【场景:汴京城西市一条狭窄幽暗的后巷。宋洛洛正欲踏入那面看似实墙的虚妄之门,手腕却突然被一股大力猛地拽住!她猝不及防,被硬生生拖回拐角的阴影里。】
赛晏(压低声音,语气急促而严厉):
赛晏“你疯了不成?刚才有多危险,你难道不知?那是‘阴煞’之气,寻常人沾上半点都要折寿,你一个姑娘家,就这么直愣愣地往里冲?”
【宋洛洛被拽得一个趔趄,站稳后猛地回头,眼中闪过一丝愠怒,手已下意识地摸向怀中的铜钱。眼前站着一个少年,约莫十七八岁,身姿挺拔,一头银白长发在昏暗的巷子里竟隐隐泛着微光,额前几缕发丝随风轻扬,眼神锐利如刀。】
宋洛洛(警惕地后退半步,冷声道):
宋洛洛(荣熙)“你是谁?别多管闲事。”
【赛晏见她这副戒备模样,眉头微皱,随即嘴角勾起一抹似笑非笑的弧度。他没有回答,而是缓缓摊开了自己的手掌。一枚古朴的铜钱静静躺在他掌心,铜钱边缘泛着冷冽的金属光泽,正面刻着一个清晰的“赛”字,背面隐约可见一只猛虎的浮雕。】
【就在那枚铜钱出现的瞬间,宋洛洛怀中的“宋”字铜钱竟微微发烫,仿佛在呼应。她瞳孔一缩,眼中的红光一闪而逝,瞬间明白了对方的身份。】
赛晏(收起铜钱,抱拳一礼,语气瞬间变得温和有礼):
赛晏“抱歉抱歉,刚才冒犯了。我是赛家后人,五帝铜钱之白虎。我叫赛晏。看你年纪轻轻,又是独自一人,还以为是哪家迷路的小姑娘误入了是非之地。”
【宋洛洛紧绷的神经稍稍放松,也从怀中掏出自己的铜钱,正面“宋”字在昏暗中泛着温润的光泽。】
宋洛洛(微微颔首,语气也缓和下来):
宋洛洛(荣熙)“你好,我是宋朝后人,五帝铜钱之朱雀。我叫宋洛洛。”
赛晏(眼中闪过一丝惊讶,随即露出恍然大悟的神情):
赛晏“原来是朱雀后人!难怪刚才那股阴气虽然浓重,却不敢直接扑向你。不过……”(他话锋一转,语气又变得严肃),“你还是有点冲动了。那里边的阴气比我们想象的都重。汴京这地方,比你想象的水还要深。”

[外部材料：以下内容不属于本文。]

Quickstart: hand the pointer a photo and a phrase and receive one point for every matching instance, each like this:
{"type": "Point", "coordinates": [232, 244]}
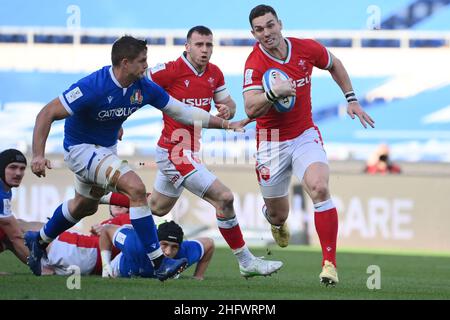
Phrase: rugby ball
{"type": "Point", "coordinates": [272, 76]}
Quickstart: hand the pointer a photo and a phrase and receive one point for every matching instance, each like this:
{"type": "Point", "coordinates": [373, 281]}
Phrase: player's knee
{"type": "Point", "coordinates": [158, 211]}
{"type": "Point", "coordinates": [277, 215]}
{"type": "Point", "coordinates": [158, 208]}
{"type": "Point", "coordinates": [136, 191]}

【就在这时,巷子另一侧的阴影里传来一声轻蔑的嗤笑。】
宋宇(懒洋洋地靠在斑驳的砖墙上,双手环胸,一只脚随意地抵着墙面,姿态散漫。他一身玄色劲装,身形修长,面容冷峻,眼神中透着一股生人勿近的寒意。):
宋宇“真是没想到,五帝铜钱的后人,居然也会有这么冲动的。”
【宋洛洛和赛晏同时看向他。宋宇缓缓直起身,走到两人面前,目光在宋洛洛身上扫了一圈,带着几分审视。】
赛晏(无奈地耸耸肩,对宋洛洛解释道):
赛晏“抱歉抱歉,洛洛小姐,别介意。他叫宋宇,是玄武后人。这人就是个刀子嘴豆腐心,
宋宇(冷哼一声,目光依旧锁定宋洛洛):
宋宇“切!菜还不让人说?我是怕她这把‘菜刀’还没切到肉,自己先崩了刃。刚才那股阴气,你们没感觉到吗?那是‘阴煞’,不是普通的鬼气。能在这里大摇大摆地走动,说明背后有人。”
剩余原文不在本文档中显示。